Transcripts generated by Flair were defined as “intergenic” if they had no overlap with any annotated protein-coding, rRNA, miRNA, snRNA, snoRNA, tRNA, or guide RNA gene. Transcripts were retained for further analysis if they were non-mitochondrial, intergenic, non-viral, and were at least 200 nucleotides in length [104]. The findORFs function in the ORFhunterR [105] R package was used to identify putative open reading frames (ORFs) and their lengths. CPC2 [106] was used to identify transcripts with coding potential. Additionally, BLASTX [107] was used to align transcripts to the Uniprot and Swiss-Prot combined database [108] under default parameters and a required cutoff E-value of 0.001. The transcripts were searched against annotated rRNAs, snRNAs, snoRNAs, miRNAs, tRNAs, and gRNAs, in the NCBI RefSeq Amel HAv3.1 assembly using discontiguous megablast (from BLAST + v2.10.1).

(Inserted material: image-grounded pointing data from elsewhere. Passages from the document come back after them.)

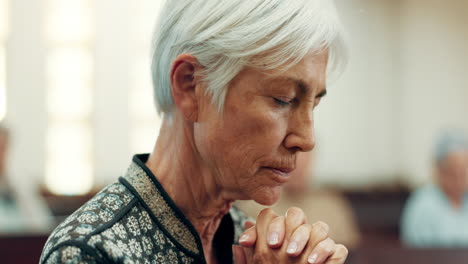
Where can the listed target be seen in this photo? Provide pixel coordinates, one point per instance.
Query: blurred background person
(437, 215)
(328, 206)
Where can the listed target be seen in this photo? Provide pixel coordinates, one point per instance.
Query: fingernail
(292, 247)
(273, 239)
(243, 238)
(312, 258)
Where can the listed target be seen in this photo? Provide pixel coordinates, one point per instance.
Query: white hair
(227, 35)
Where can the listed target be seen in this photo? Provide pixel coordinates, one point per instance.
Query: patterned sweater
(135, 221)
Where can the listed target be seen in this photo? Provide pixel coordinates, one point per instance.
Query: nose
(301, 135)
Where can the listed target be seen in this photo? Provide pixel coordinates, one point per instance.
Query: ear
(183, 85)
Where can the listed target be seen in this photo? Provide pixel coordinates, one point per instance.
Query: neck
(191, 185)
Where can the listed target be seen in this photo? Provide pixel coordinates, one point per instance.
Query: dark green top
(135, 221)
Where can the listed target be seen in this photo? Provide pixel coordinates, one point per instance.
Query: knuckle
(342, 250)
(307, 227)
(321, 228)
(294, 212)
(266, 212)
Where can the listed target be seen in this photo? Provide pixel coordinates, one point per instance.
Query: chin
(267, 196)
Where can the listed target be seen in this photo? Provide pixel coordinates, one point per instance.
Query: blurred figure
(10, 216)
(437, 215)
(319, 205)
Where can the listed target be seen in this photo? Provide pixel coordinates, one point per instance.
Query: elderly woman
(436, 215)
(236, 82)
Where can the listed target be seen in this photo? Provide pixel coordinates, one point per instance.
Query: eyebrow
(304, 88)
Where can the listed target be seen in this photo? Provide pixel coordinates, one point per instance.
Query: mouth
(282, 174)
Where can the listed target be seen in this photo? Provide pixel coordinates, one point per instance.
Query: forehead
(310, 72)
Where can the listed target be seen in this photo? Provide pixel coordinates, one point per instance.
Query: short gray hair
(450, 141)
(227, 35)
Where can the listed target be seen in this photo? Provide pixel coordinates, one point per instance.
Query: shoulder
(73, 254)
(100, 213)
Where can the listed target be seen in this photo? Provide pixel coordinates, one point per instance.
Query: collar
(164, 212)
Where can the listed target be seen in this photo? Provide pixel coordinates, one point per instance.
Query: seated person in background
(437, 215)
(319, 205)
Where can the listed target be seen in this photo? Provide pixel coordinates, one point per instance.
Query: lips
(282, 174)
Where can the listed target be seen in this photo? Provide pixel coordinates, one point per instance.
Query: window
(69, 76)
(4, 27)
(145, 122)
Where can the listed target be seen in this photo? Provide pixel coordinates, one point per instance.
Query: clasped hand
(287, 239)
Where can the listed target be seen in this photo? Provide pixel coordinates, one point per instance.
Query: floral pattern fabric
(134, 221)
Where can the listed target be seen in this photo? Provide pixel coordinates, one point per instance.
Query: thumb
(248, 224)
(239, 255)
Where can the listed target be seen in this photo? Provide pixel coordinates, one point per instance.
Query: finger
(322, 251)
(248, 224)
(264, 219)
(318, 233)
(239, 255)
(249, 237)
(294, 218)
(276, 232)
(340, 255)
(299, 239)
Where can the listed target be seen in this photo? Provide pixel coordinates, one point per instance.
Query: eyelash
(281, 102)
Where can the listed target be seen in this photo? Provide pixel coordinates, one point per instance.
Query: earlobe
(184, 84)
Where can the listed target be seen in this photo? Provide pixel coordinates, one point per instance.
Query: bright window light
(69, 74)
(69, 69)
(69, 169)
(145, 121)
(4, 20)
(144, 135)
(2, 83)
(69, 21)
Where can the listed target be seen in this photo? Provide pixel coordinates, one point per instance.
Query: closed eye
(281, 102)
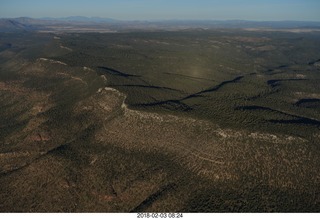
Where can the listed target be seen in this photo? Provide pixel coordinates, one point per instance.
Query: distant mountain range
(75, 23)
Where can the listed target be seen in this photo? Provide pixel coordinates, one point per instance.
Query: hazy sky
(166, 9)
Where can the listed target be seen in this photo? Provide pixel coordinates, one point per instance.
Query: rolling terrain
(223, 120)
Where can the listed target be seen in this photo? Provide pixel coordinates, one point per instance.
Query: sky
(259, 10)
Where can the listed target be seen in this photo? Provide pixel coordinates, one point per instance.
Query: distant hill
(75, 23)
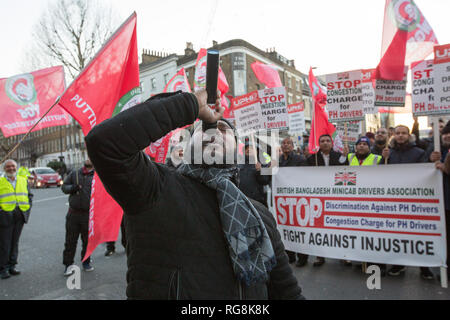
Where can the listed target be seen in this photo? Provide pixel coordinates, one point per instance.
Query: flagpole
(29, 131)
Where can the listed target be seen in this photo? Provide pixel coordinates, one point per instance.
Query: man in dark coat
(289, 158)
(191, 233)
(78, 185)
(251, 180)
(404, 150)
(326, 156)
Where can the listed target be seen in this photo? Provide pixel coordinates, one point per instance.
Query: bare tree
(70, 32)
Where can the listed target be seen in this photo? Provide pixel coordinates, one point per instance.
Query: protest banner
(349, 131)
(296, 114)
(247, 113)
(391, 93)
(368, 91)
(25, 98)
(382, 214)
(274, 108)
(442, 76)
(344, 96)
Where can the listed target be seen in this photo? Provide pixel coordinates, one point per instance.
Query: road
(42, 244)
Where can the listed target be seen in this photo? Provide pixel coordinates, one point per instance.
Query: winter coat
(408, 153)
(252, 182)
(176, 248)
(79, 200)
(293, 160)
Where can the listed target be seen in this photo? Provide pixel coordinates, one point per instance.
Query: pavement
(40, 260)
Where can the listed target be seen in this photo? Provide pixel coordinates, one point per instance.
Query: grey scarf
(249, 245)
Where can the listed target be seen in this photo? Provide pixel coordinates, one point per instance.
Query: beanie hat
(446, 129)
(363, 139)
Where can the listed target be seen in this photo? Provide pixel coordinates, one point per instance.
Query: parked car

Transcripts were considered long intergenic non-coding RNAs (lincRNAs) if they met all the above criteria, did not appear to be protein-coding by any of the three above methods, and did not align to other types of non-coding RNA using discontiguous megablast.

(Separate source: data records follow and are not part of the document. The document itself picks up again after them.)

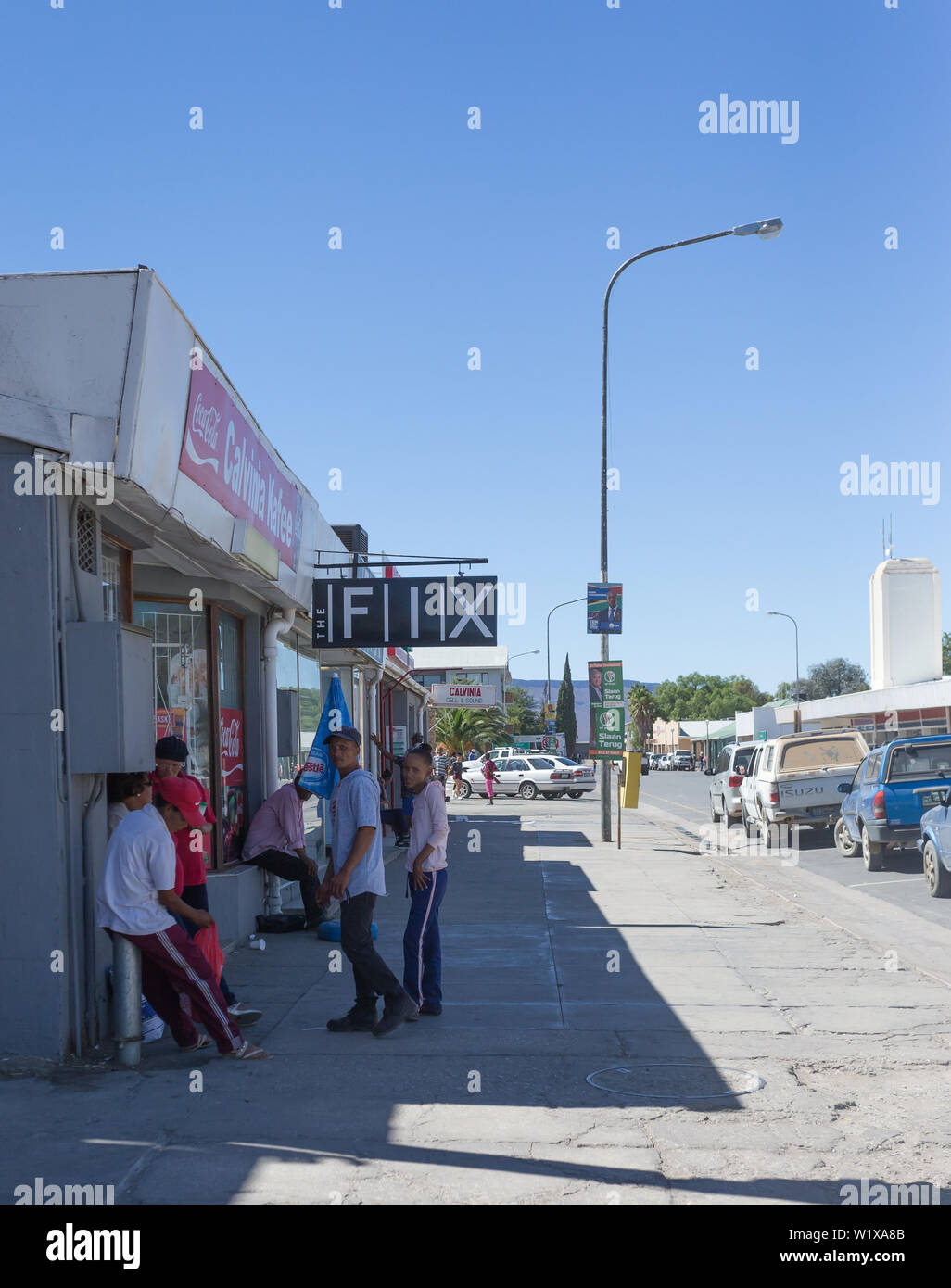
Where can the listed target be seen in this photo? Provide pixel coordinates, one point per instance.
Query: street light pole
(548, 647)
(798, 724)
(531, 652)
(763, 228)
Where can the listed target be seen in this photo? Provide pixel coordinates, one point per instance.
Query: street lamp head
(763, 228)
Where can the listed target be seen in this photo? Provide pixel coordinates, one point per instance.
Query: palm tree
(643, 711)
(461, 726)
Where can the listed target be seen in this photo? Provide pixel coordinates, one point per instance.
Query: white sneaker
(244, 1014)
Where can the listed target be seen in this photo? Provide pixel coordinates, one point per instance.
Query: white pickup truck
(795, 779)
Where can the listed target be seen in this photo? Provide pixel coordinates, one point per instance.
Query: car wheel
(937, 878)
(843, 841)
(871, 852)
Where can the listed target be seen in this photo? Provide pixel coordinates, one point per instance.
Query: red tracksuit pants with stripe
(172, 966)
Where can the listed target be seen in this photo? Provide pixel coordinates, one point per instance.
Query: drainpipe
(278, 625)
(373, 676)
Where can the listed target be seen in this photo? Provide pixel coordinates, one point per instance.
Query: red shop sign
(223, 453)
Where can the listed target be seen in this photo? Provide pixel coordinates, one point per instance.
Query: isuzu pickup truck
(795, 778)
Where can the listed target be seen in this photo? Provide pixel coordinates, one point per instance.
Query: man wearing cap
(276, 844)
(356, 878)
(191, 881)
(137, 899)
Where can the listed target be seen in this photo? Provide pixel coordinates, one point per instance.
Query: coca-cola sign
(223, 453)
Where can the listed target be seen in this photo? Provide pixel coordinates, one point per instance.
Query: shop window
(179, 650)
(231, 719)
(116, 581)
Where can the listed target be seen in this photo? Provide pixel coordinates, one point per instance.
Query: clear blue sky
(496, 238)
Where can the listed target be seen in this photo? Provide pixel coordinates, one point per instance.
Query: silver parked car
(726, 777)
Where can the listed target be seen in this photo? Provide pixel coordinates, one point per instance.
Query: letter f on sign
(352, 611)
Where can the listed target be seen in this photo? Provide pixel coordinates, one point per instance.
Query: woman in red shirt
(171, 758)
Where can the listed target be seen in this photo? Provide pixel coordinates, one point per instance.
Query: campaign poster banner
(607, 730)
(604, 607)
(224, 455)
(319, 775)
(606, 683)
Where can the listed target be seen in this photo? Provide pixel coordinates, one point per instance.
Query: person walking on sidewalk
(356, 878)
(491, 778)
(425, 885)
(456, 770)
(395, 818)
(137, 899)
(276, 842)
(406, 795)
(171, 759)
(439, 763)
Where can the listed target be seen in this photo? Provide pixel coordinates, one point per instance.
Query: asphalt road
(684, 793)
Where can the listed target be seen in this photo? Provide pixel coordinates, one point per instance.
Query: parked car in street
(883, 805)
(796, 778)
(934, 841)
(527, 776)
(726, 777)
(584, 778)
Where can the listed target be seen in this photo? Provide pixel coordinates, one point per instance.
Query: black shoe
(357, 1020)
(393, 1016)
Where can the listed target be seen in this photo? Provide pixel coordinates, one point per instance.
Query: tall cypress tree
(564, 710)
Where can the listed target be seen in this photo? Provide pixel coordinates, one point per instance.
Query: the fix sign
(363, 612)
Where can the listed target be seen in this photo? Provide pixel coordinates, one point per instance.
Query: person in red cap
(137, 899)
(191, 846)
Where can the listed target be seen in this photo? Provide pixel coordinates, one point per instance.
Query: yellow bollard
(630, 778)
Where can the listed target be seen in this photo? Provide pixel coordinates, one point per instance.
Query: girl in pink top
(425, 884)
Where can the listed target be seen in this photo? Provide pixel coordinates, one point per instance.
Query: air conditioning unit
(353, 537)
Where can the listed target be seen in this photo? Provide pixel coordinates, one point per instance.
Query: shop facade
(158, 574)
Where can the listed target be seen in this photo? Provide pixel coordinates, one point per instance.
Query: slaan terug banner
(222, 452)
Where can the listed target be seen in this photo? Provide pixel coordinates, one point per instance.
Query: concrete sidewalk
(564, 958)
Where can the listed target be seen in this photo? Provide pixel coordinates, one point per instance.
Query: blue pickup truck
(884, 804)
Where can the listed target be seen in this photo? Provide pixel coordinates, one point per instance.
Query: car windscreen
(921, 760)
(818, 752)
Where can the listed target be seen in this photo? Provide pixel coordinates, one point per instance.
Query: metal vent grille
(353, 537)
(85, 540)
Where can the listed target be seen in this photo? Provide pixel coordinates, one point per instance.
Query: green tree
(566, 722)
(835, 676)
(706, 697)
(643, 711)
(524, 711)
(458, 726)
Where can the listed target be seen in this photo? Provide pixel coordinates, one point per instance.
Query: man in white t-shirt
(137, 899)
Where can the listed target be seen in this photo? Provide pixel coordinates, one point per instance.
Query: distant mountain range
(538, 690)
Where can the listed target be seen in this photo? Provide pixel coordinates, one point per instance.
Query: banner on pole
(320, 776)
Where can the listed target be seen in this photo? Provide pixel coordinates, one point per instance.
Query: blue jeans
(422, 945)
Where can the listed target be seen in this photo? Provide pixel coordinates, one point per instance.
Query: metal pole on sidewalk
(763, 228)
(126, 1001)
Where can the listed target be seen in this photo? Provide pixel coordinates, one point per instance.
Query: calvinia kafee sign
(403, 611)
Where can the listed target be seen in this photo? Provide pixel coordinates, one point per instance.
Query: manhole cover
(676, 1080)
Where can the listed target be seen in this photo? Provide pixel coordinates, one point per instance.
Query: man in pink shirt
(276, 844)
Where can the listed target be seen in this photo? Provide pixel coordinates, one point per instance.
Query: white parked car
(527, 775)
(584, 776)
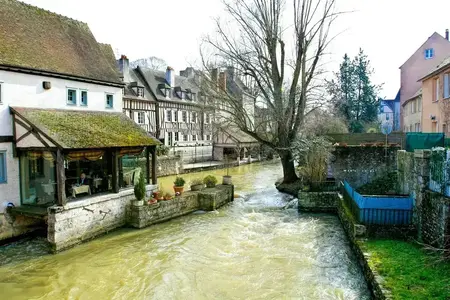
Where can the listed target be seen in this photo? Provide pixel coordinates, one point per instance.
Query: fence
(380, 210)
(440, 171)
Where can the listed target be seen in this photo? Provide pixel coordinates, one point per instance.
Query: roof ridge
(48, 12)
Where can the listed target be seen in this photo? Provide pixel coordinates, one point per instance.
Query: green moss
(409, 272)
(82, 129)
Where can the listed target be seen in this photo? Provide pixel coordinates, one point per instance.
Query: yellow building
(436, 99)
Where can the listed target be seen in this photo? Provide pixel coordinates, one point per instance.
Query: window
(169, 139)
(168, 116)
(2, 166)
(429, 53)
(109, 101)
(436, 89)
(141, 117)
(83, 98)
(446, 86)
(72, 97)
(140, 92)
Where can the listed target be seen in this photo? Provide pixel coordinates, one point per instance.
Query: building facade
(435, 99)
(426, 58)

Detection of isoform switching

Flair was used to quantify the abundance of each transcript in each sample. Counts were then imported into IsoformSwitchAnalyzeR (v1.18.0) [109] in R to test for differential isoform transcription between aggressive and non-aggressive bees and between the crosses with DEXseq [110]. Transcripts detected to exhibit isoform switching at FDR < 0.1 were retained for further analysis. ORFs were then predicted de novo from the transcript sequences using IsoformSwitchAnalyzeR. Additionally, the transcript sequences were analyzed by CPC2 to predict coding potential, overriding ORFs called by IsoformSwitchAnalyzeR if the transcript was determined to be non-coding at a cutoff of 0.7. Hmmscan [111] was then used to compare predicted ORFs to the Pfam database [112] to predict protein domains. SignalP (v5.0) [113] was used to predict signal peptides within predicted ORFs. NetSurfP2 [114] was used to predict intrinsically disordered regions within predicted ORFs. Finally, alternative splicing was then analyzed within IsoformSwitchAnalyzeR, and isoform switches were determined to have “consequences” if there were changes in coding potential, domains, signal peptides, intrinsically disordered regions, or intron retention.

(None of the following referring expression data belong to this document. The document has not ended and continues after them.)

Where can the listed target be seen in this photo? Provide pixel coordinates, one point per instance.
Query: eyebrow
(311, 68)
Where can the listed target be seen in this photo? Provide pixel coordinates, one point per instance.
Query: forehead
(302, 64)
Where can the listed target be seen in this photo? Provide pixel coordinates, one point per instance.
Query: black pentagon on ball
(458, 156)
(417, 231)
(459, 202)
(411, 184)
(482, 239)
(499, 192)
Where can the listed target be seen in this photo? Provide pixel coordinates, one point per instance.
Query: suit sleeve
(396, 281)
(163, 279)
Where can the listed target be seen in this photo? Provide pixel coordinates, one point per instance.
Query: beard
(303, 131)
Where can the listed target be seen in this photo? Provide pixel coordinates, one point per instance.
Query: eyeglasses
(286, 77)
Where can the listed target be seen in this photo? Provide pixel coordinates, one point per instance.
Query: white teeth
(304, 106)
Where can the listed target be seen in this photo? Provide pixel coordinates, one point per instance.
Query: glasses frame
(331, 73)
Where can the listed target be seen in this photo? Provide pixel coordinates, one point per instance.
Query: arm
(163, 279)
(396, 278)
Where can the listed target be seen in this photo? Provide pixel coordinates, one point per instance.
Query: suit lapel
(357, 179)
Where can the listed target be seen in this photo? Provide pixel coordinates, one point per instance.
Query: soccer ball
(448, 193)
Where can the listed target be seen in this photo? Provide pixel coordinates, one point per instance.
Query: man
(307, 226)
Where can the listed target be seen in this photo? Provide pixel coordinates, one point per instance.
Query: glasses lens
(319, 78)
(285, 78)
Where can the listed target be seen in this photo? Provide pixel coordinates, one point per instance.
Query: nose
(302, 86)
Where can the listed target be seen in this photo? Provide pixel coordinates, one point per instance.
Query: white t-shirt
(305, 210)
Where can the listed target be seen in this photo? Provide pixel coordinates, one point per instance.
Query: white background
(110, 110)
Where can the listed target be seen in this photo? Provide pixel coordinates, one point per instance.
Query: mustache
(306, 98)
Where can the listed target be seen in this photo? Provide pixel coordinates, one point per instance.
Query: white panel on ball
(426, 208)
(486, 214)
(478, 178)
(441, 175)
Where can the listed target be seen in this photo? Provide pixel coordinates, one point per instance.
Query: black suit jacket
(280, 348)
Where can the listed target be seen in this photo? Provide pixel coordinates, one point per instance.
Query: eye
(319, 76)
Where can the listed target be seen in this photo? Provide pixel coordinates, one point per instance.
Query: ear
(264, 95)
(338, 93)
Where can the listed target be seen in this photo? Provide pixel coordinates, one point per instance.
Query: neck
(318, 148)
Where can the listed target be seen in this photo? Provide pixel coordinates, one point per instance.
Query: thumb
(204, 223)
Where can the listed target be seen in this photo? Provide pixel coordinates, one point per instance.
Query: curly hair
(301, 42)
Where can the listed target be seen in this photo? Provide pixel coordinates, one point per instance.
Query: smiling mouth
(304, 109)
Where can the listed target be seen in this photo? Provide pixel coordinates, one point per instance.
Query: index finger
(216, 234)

Differential expression analyses

Flair was used for each cross to quantify transcript abundances for each sample for each gene. Counts were then summed within genes regardless of parent ID or transcript ID, and samples from both crosses were combined into one gene count matrix in R. Counts were then TMM normalized using the edgeR package [115], and genes with n < 8 counts per million in at least n = 3 samples were filtered. After filtering, TMM normalization was performed again on the raw counts to calculate normalized log2-based count per million values (logCPM) using the edgeR package with a prior count of 2 to stabilize fold-changes of lowly transcribed genes. Multidimensional scaling using the limma package [116] was used to assess the largest effects on gene composition among the samples, using the top 5,000 most variable genes between each pair of samples. Differential expression analysis was then performed using the limma-trend method to test for differences in transcript abundance between aggressive and non-aggressive bees and between the crosses. Test results were FDR corrected, and only genes with FDR < 0.05 were considered to exhibit differential expression.